In the wake of what many considered to be an international country music scandal, the cancellation of the Garth Brooks concerts in the historic setting of GAA Headquarters in Croke Park “that Summer”, revealed two important issues:

  1. the Irish people’s profound love of country music; and
  2. that Irish licensing regulations needed to be revised to ensure that there was no repeat of “Garth Gate”.

Where are we one year on from the cancellation of all 5 Garth Brooks concerts?

Licence applications for concert outdoor events in Ireland are governed primarily by the Planning and Development (Licensing of Outdoor Events) Regulations, 2001 (the “2001 Regulations”) and the Planning and Development Act, 2000 (No. 30 of 2000).

The Planning and Development (Amendment) Regulations 2015 (SI 264 of 2015) (“2015 Regulations”) are due to come into effect on 1 October 2015 and will “shake-up” the manner in which applicants apply for licences for outdoor events and the manner in which local authorities grant licences for such events. The 2015 Regulations aim to prevent future economically damaging cancellations of events such as the cancellation of the Garth Brooks concerts which are estimated to have cost fifty million euro to the local economy.

Under Irish law, an application must be made, by the organiser, promoter, holder or those involved in the organisation of an event or a person who controls the land on which an event is to be held, to the local authority (of the area that will be effected by the event) for a licence to hold an event where 5,000 or more people are intended to attend the event.

The 2015 Regulations introduce a number of additional provisions to the 2001 Regulations. One of the most significant developments is that “as soon as practicable” following a written request of the applicant, a local authority is required to hold a pre-application consultation meeting with the applicant (and if necessary the owner of the venue where it is proposed that the event will take place). In addition, the relevant Chief Superintendent of An Garda Síochána and the relevant Health Board will be invited to attend the pre-application consultation meeting, who together with the local authority may advise the applicant in respect of the proposed application. The local authority is required to keep a written record of the pre-application meeting which will be made available to the public “as soon as possible” after a decision is made on an application.

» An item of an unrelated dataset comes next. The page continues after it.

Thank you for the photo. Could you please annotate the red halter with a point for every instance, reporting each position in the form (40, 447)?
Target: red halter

The meaning of “as soon as practicable” remains unclear, however, given that: (i) the application for a licence under the 2015 Regulations must be made at least 13 weeks (reduced from 16 weeks) prior to the date of the event; and (ii) a promoter/event organiser would stand to lose considerable money if it is unable to sell tickets for the event in advance, it is likely that it is in the interests of the promoter to begin the pre-application consultation process as early as possible in order that it can proceed to sell tickets and/or advertise the event.  In light of the Garth Brooks saga whereby tickets were sold for some 5 concerts before the licencing application was even approved, perhaps the most significant development under the 2015 Regulations is that a local authority is prohibited from arranging a pre-consultation meeting with any person who has: (i) advertised the proposed event; or (ii) offered for sale tickets for the proposed event. As a result, at the very least, an event organiser/promoter will have to have started to engage with a local authority via the pre-application process prior to advertising an event or selling tickets for an event. In addition, the 2015 Regulations require that the pre-application process must have taken place in the 12 month period before the event. The 2015 Regulations also introduce a requirement that a preliminary risk assessment of the proposed event is submitted to the local authority in advance of any pre-application consultation meeting.

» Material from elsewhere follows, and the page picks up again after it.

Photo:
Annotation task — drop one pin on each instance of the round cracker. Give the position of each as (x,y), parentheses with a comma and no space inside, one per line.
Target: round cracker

Do the above amendments to existing licencing application process solve the issues that surrounded the Garth Brooks saga? It remains to be seen. Whilst promoters/organisers can initiate the pre-application process, once the process has begun, promoters/organiser could potentially start to advertise and sell tickets for an event before the licence has been granted.

One issue of controversy surrounding the Garth Brooks concert was the allegation of a number of “bogus” submissions to Dublin City Council objecting to the holding of the concerts. In order to address the issue, the 2015 Regulations require, that in order to be considered by a local authority, a submission or observation must state the name of the person or organisation making the submission and a corresponding address.

Whilst it remains a requirement for a local authority to make its decision in relation to an application within 5 weeks following receipt of the application, a new provision under the 2015 Regulations is that the decision by the local authority is required no later than 4 weeks prior to the date of the proposed event.

Strict compliance with the 2015 Regulations will also be mandated, as any breach of the regulations will result in the automatic rejection of licence applications.

Conclusion

The mandatory pre-application consultation process to be introduced by the 2015 Regulations is a step in the right direction towards increasing the dialogue between local authorities and the organisers of large outdoor events. That said, the 2015 Regulations may not be enough to prevent a repeat of the events surrounding the Garth Brooks concert that left country music lovers feeling like they “had to miss the dance”. The fact that, following the initial consultation process,  tickets can be sold for events and events advertised before the licence has been granted for the event remains the crux of the issue surrounding the cancellation of the Garth Brooks concerts. Don’t expect the phrase “subject to licence” to disappear from your ticket stub just yet.